T-Mobile USA sets its own course as 'un-carrier'

Wednesday 27 March 2013 | 15:28 CET | Market Commentary
T-Mobile USA has made a big step forward in its strategy. After its proposed merger with AT&T was blocked by regulators, the mobile operator is moving ahead with its own plans. It's helped by the spectrum and break-up fee it received from the AT&T deal. The planned merger with MetroPCS will also provide a boost, making the number four on the US mobile market (after AT&T, Verizon and Sprint) a good bit stronger. 
The company has announced a few major milestones:
  • The difference in prepaid and postpaid plans is abandoned with the new Simple Choice offering. Customers will be able to cancel the plan with a month's notice. Handset subsidies have also been dropped and replaced with direct or installment sales.
  • All the plans offer unlimited SMS and voice. Data is available in three options: 500 MB (USD 50 per month), 2.5 GB (USD 60) or unlimited (USD 70). Customers can of course also use Wi-Fi.
  • Overage fees (outside the bundle) are also a thing of the past. Instead, customers will see speeds reduced (to 2G) after using up their allowance, or they can buy another bundle of data (2GB for USD 10).
  • T-Mobile USA is also starting sales of the iPhone 5 (with LTE access).
  • The carrier is launching its own LTE network, using the 1,700 MHz band.
T-Mobile USA is looking to differentiate itself from the competition by focusing on transparency and simplicity, with the motto 'the un-carrier'. The focus is on data, with traditional services (voice, SMS) seemingly given away free. The end to out-of-bundle fees, detested by consumers in the US, is a good step. The costs for extra data are also low, at just USD 5 per GB (in comparison, Vodafone Red in the Netherlands charges EUR 0.10 per MB, equal to EUR 100 per GB or EUR 2 for a bundle of 50 MB, the equivalent of EUR 40 per GB). With the launch of the iPhone and LTE, the operator is also narrowing the gap further with the competition.

For T-Mobile's sister companies in Europe, this is an important moment, especially the countries where Deutsche Telekom has a mobile-only strategy, namely the UK, Netherlands, Austria, Poland, Albania. This new strategy can very possibly be replicated in Europe.

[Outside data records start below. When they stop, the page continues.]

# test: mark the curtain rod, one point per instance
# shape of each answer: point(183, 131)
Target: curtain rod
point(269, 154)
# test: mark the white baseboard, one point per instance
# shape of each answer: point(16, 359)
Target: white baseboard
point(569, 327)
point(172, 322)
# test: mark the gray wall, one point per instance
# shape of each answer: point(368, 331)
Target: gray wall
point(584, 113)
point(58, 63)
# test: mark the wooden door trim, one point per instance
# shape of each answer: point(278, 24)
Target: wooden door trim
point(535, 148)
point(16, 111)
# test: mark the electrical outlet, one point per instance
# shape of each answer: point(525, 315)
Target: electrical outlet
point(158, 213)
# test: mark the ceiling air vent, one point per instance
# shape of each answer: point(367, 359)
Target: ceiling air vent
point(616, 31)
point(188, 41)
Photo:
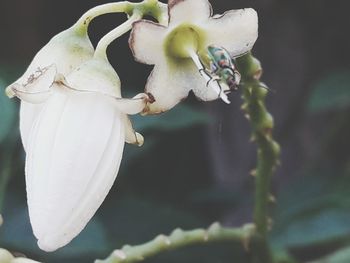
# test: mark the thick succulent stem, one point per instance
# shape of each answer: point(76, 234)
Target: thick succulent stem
point(268, 150)
point(180, 238)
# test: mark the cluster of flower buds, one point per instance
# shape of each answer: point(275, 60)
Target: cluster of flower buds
point(73, 120)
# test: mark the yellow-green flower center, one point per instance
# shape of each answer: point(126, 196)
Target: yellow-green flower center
point(181, 40)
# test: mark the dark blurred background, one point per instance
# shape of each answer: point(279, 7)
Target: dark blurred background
point(195, 164)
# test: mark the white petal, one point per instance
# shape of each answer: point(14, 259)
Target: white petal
point(182, 11)
point(62, 54)
point(95, 75)
point(27, 116)
point(131, 136)
point(236, 31)
point(132, 106)
point(146, 40)
point(167, 87)
point(66, 51)
point(73, 158)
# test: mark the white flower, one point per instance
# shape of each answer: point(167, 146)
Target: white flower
point(177, 50)
point(75, 148)
point(65, 52)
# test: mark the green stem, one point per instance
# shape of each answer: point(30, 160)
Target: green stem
point(153, 8)
point(101, 49)
point(254, 93)
point(179, 238)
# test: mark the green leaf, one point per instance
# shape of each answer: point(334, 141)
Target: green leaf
point(318, 213)
point(7, 113)
point(178, 118)
point(331, 93)
point(340, 256)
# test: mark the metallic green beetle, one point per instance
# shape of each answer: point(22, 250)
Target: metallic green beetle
point(222, 67)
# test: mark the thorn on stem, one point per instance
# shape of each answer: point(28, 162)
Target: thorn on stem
point(119, 254)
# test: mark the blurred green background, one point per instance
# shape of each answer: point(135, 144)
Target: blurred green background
point(194, 167)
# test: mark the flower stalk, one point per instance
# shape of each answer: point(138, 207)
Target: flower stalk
point(180, 238)
point(147, 7)
point(101, 49)
point(268, 150)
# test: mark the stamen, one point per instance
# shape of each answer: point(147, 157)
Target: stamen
point(212, 83)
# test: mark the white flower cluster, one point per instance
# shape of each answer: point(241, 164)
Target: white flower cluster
point(73, 120)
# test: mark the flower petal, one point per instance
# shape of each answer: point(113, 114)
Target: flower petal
point(167, 87)
point(131, 136)
point(182, 11)
point(132, 106)
point(235, 30)
point(68, 173)
point(27, 116)
point(146, 40)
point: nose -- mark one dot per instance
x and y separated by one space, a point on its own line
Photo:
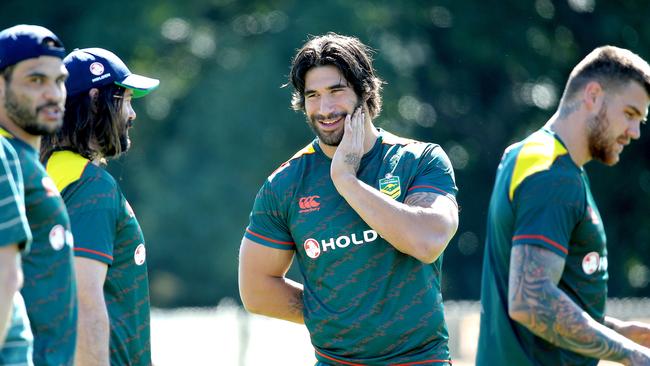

There is a strong likelihood this will happen in the Netherlands. T-Mobile has 1800MHz spectrum there, and it's competitors are already dropping handset subsidies. Deutsche Telekom has already said the Dutch subsidiary will position itself as an "unconventional challenger", and the above ingredients can make that a reality. Its fixed broadband unit Online.nl changes little in this, as Online can focus on Wi-Fi and VoIP apps, similar to the SmartTalk app from BT. T-Mobile can also position LTE as a replacement service for DSL. If both units of the Dutch subsidiary are allowed to compete freely with each other, the value of both will only be further maximised.